他并没有如同往日,用粗暴的、直白的行径封住她的唇,难听的话可以用吻来堵,自心底滋生的沉默,才是他惊惧的来源。
谢辞序只是用手掌插入她的发梢,感受贴近她颈侧的温度。
多稀奇,他也是第一次感受。
原来冬日里,即便贴近头皮的那一层长发残留着温热,留在最外面那层,依旧冷得像是冰窖,哪怕薄雪已停了数日。
他用恳求般的语气,声音低到尘埃里,“别再说下去。”
岑稚许指尖轻蜷,竟也觉得当下不适合说这些话。

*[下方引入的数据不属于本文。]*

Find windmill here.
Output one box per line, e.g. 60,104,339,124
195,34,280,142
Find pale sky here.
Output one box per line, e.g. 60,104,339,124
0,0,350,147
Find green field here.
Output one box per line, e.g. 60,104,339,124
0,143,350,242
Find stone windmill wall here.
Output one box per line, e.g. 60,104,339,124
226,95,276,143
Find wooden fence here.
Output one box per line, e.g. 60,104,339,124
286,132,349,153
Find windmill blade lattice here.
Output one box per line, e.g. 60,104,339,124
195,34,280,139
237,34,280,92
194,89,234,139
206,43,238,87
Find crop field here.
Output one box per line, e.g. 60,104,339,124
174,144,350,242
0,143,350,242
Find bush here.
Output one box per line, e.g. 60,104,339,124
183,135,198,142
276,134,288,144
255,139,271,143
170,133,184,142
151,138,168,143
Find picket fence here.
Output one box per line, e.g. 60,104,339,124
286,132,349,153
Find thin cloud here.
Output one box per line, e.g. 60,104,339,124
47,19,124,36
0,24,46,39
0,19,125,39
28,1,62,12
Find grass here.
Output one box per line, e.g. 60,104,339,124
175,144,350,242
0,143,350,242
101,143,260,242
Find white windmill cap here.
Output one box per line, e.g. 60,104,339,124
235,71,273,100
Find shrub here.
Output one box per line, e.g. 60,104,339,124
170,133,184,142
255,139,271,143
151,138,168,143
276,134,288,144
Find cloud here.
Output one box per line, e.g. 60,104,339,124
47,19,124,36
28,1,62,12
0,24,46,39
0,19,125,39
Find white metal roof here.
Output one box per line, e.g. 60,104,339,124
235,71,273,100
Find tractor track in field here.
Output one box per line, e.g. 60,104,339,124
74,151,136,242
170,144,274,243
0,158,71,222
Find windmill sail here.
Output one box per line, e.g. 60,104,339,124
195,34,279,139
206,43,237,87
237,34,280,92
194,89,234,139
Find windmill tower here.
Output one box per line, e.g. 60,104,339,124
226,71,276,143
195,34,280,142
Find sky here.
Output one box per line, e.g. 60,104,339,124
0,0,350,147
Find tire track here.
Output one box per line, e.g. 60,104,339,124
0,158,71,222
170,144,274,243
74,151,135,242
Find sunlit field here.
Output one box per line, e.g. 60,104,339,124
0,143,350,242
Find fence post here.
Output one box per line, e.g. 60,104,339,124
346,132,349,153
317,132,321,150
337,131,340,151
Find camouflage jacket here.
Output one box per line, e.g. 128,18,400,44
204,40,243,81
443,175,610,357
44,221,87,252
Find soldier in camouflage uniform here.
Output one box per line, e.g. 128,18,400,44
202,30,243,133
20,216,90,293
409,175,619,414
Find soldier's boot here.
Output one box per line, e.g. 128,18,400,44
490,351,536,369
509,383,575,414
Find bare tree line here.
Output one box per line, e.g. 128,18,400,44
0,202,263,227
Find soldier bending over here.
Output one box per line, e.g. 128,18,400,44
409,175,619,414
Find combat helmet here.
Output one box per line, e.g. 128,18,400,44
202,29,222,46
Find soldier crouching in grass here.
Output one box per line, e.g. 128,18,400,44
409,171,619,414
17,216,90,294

应该留给下一次的。
她也在麻痹自己。
说不清这个吻是从什么时候开始的,除过雪的草坪干燥柔软,占据上风的位置不断调换,岑稚许的后脑勺被他扣住,两人吻至动情,后背的毛衣不可避免地沾上碎短的草屑,冰渣子贴着毛衣,很快便融化了,成了一滩湿冷的水。
掌心、发梢,也跟着湿漉。
“这里好冷,去房间里吧。”岑稚许气喘吁吁地推开他,心跳绷紧。
不知是光天化日就缠在一起,失态地在随时可能有人出现的草坪上接吻,还是被他眼里涌动的涩冷所震颤,她只觉头晕目眩,像是被架在冰与火交际之处烤着,汗水混杂着黏稠的津甜,将她一颗心泡软、泡烂。